EU rules governing state aid for tourism also prohibit aid for the Valentia Island ferry, it says.
The Valentia Island Ferry is of premium importance not just to tourists but serves locals too and is a key piece of infrastructure in the whole of south-west Kerry, a council meeting was told in Kerry this week.
Representatives from the five original families who came together 20 years ago against the odds to form the co-operative to put the ferry in place between the old capital Knightstown and the mainland near Cahersiveen, are campaigning for state funding to allow them replace the ferry with a bigger vessel.
“We are looking for the support of the council not just for Valentia, but for the development of tourism and the economy in the region,” ferry founder, Richard Foran, said in Killorglin.
Valentia is a regular day trip from Killarney now, because of the ferry. The ferry was instrumental in revitalising Knightstown, the old Victorian capital of Valentia.
A bridge which opened in 1971 from Portmagee linked the mainland with the far end of the island but many tourists prefer the ferry.
A new €2.8m ferry has been designed and the co-op will supply €1m, but needs the rest grand-aided, Mr Foran said.
An application for funding to Fáilte Ireland was turned down, despite the tourism body’s largely unspent pot of €65m, councillors say.

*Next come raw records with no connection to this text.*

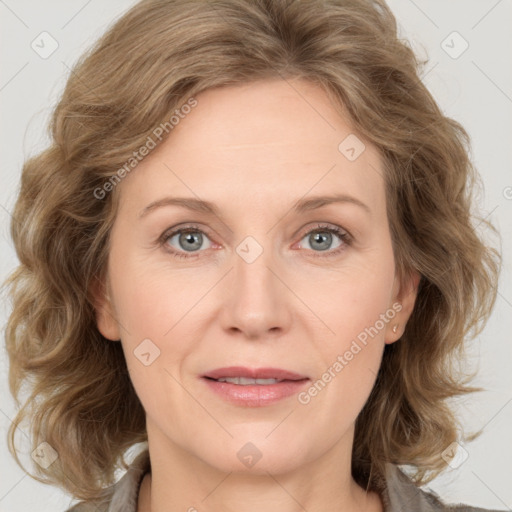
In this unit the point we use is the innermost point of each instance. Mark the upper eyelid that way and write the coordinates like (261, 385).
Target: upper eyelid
(171, 232)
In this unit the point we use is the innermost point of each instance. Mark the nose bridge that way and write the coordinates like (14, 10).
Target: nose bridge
(257, 303)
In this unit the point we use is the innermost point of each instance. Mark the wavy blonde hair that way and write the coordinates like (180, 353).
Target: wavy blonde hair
(155, 57)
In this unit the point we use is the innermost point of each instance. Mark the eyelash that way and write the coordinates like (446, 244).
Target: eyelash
(320, 228)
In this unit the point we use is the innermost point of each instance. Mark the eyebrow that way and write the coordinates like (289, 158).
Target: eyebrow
(199, 205)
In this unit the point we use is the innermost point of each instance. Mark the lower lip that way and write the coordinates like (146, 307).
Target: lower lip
(256, 395)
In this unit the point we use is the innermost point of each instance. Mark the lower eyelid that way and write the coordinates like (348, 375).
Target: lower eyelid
(344, 237)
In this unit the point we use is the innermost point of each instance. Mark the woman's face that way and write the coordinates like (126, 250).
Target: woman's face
(256, 283)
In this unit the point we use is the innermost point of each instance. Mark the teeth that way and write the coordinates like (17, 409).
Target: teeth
(244, 381)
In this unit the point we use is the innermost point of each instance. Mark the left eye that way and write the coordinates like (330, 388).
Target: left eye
(322, 237)
(190, 240)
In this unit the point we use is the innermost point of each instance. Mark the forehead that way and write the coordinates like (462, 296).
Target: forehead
(268, 141)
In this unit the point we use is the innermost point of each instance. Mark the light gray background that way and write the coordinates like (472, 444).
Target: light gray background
(475, 88)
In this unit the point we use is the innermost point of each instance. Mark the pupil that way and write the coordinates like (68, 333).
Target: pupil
(189, 237)
(319, 237)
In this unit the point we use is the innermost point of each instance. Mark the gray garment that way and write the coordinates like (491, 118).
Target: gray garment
(398, 492)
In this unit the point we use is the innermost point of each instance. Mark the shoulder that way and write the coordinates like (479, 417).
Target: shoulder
(399, 493)
(123, 495)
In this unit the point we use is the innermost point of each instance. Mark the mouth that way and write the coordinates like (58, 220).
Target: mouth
(254, 387)
(243, 376)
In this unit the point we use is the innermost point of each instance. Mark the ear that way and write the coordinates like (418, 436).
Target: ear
(105, 314)
(403, 300)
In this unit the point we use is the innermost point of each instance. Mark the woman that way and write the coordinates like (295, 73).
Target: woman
(249, 246)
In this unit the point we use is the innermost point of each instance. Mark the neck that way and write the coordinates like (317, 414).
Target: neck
(182, 481)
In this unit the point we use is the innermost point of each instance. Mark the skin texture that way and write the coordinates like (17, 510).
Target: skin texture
(253, 150)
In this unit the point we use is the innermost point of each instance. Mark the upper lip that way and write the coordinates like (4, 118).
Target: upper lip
(254, 373)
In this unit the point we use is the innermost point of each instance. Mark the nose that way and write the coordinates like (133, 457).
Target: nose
(258, 302)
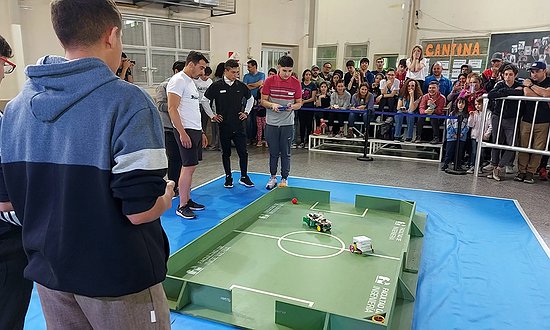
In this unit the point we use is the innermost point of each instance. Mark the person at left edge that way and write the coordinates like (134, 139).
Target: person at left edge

“€65m for tourism projects was announced with great fanfare and it has not been spent,” Cllr Norma Moriarty (FF) said. She is urging Tourism Minister Shane Ross to finance the ferry.
“He has the money. This is crucially important to Valentia — but also to south-west Kerry,” said Cllr Moriarty.
Some 100,000 cars and an average of a quarter of a million people are carried between Renard and Knightstown during the season running from the end of March to the middle of October.
The planned 120-tonne vessel, to replace the current 93-tonne vessel will facilitate coaches and 18 cars.
Meanwhile, Fáilte Ireland says it is not possible for them to fund the ferry because of criteria attached to grant aiding such projects under the scheme but also because doing so would not meet with EU criteria.
“With regard to the Valentia Ferry, their application was deemed ineligible under the criteria of the scheme — Section 3.2 of the Application Guidelines clearly state that costs associated with “loose fittings, furniture, road vehicles and boats” will be ineligible,” according to a statement.
This has been explained to the Valentia Ferry company on a number of occasions, the spokesman said.
It is understood that the fact there is a bridge to the island of Valentia is also an impediment to grant-aid for a ferry under EU rules.